Addicts will need to attend one of five specialist drug clinics across the country, where they will inject diamorphine – pharmaceutical-grade heroin – under doctors’ supervision. The drug will not be available on prescription so as to avoid resale on the street.
Danish authorities are in the process of setting up the clinics, registering the doctors who will work there, and finding out which drug companies they will source the heroin from. The £7.2m project is expected to be up and running by March.
The initiative was adopted by overwhelming consensus in February 2008, after all but one of the parties represented at the Danish parliament voted in favour of the policy – the only one against it was a tiny far-left party that did not oppose the project per se, but the way it was funded.
Among those in favour was the far-right Danish People’s Party, a movement not usually known for its progressive views: at the last general election in 2007, it described some Danish Muslims as benefit-scroungers and fifth columnists who threatened Danish democracy.
Some might think this initiative is not surprising in a country with a historical tradition of progressive, social democratic policies. But, just as in the UK, the drug debate has been bruising in Denmark. And unlike in Britain, where heroin is available on the NHS for some cancer patients, heroin as a palliative is completely forbidden in the Nordic country.
“Five years ago I decided I would not participate in yet another debate on drugs,” recalls Preben Brandt, the chairman of the Council for Socially Marginalised People and an advocate of the policy. “It was too emotional, with different groups being very aggressive.”
“The counter-argument was always ‘you kill people by giving heroin’ or ‘with this initiative, you are telling people that taking heroin is OK’,” he says. “It is very difficult to have a rational debate when you are arguing against beliefs.”
The turning point came when results became available from experiments trialling the policy in other European countries, including Switzerland and the Netherlands. “The politicians became convinced that it could help those with the most severe drug problems,” says Mads Uffe Pedersen, the head of the Centre for Alcohol and Drug Research at the University of Aarhus. “You could not argue against the (positive) findings.”
“The debate became more practical,” agrees Brandt. “It was about what policies worked and which ones did not. It was no longer about morality.”
Attitudes towards drugs addicts improved too. “Drug addicts in Denmark are less stigmatised,” says Brandt. “They are no longer perceived as criminals who are a danger to society. They’re seen as patients who have a disease they need help with. The new scapegoats in Denmark are the foreigners.”
Could a similar initiative be possible in the UK? It’s actually happening already, with three schemes taking place in Brighton, Darlington and south London, where long-term heroin users can inject drugs under medical supervision at specialised clinics. Early results indicate that the scheme has cut crimes and stopped street sales.

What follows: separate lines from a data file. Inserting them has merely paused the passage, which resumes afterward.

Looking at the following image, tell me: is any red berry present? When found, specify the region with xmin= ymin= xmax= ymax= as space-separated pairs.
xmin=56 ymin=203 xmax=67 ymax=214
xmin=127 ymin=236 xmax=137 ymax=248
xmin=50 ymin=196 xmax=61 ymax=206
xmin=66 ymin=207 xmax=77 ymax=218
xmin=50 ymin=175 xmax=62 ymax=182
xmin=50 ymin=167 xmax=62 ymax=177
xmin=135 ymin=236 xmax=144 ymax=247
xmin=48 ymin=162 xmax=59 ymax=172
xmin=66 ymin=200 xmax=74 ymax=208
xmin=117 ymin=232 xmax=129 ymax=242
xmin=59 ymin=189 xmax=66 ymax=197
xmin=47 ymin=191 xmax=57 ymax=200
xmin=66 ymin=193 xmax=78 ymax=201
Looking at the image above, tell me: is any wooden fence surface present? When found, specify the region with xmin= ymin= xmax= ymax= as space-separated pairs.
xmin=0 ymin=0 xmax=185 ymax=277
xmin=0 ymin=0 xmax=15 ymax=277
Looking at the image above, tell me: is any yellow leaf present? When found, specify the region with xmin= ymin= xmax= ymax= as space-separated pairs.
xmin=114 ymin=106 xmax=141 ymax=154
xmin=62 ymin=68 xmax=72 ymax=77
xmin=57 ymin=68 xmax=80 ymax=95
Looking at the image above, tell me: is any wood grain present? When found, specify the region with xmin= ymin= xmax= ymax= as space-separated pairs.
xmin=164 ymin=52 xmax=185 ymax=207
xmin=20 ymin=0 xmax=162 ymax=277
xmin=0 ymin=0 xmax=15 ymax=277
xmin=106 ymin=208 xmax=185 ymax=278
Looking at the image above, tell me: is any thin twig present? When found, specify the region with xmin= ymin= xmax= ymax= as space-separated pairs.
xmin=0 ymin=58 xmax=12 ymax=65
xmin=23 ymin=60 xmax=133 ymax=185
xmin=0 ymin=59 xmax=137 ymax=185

Crimes committed by the addicts involved in the scheme dropped from about 40 to six a month after six months of treatment, Professor John Strang, the head of the National Addiction Centre at the Maudsley hospital, told the Independent newspaper. A third of addicts stopped using street heroin and the number of occasions when the rest used it dropped from every day to four or five times a month, on average.
It remains to be seen whether UK politicians will expand the policy nationwide, especially if they fear a possible backlash from voters. But if British voters are similar to their European cousins, this would not be an issue. Last November, Swiss voters approved the scheme overwhelmingly, with 68% supporting the plan. And there has been no popular backlash in Denmark, following the adoption of the policy by parliament.